Strategically important Baluchistan & Militancy

Background
By area, Baluchistan is the largest province of Pakistan that is historically ignored for a variety of reasons including complicit negligence by the feudal tribal lords, corruption, and deficiency of education. To a certain degree of neglect on the part of the central Government, this mineral-rich province is not developed as rest of the country.

Baluchistan's natural resources need to be untapped, for example, it has the world's fifth-largest reserves of gold and copper, that is containing the Tethyan belt of a curve of copper and gold and reserves. This serpentine belt stretches from Hungary in Europe to Indonesia in the Far East across Eurasia but is much readily available in Baluchistan.

The low-level insurgency in Pakistani Baluchistan has been present in the province since independence. There were, at least, five significant spikes in violence that have occurred over the same period with the latest starting in 2006 as a result of the killing of Akbar Bugatti in a military operation and continuing till today up to some extent.

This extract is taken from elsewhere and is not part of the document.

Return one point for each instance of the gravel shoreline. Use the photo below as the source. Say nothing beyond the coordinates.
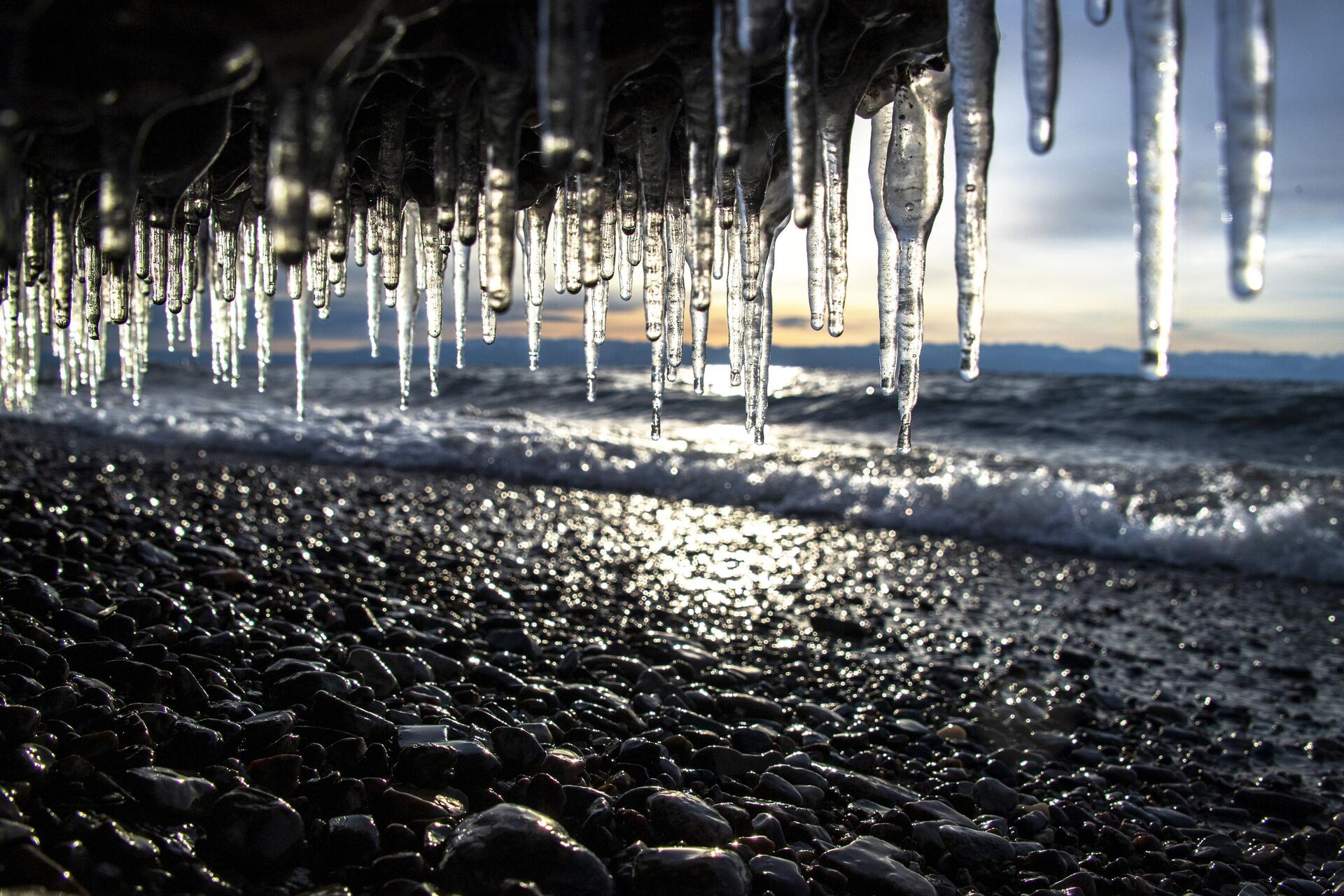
(226, 676)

While the Baluch is Sunni Muslims, one-fifths of them inhabit the Sistan, a southeastern province of mostly Shi'a Iran. In fact, at the beginning of the seventies, the Shah of Iran together with Pakistan had conducted a campaign against the Baluch in Pakistan, fearing the wave of Baluch nationalism. Since then Iran has executed many of the leaders of a nationalist movement, Jundallah on the Iranian side of the border with Pakistan.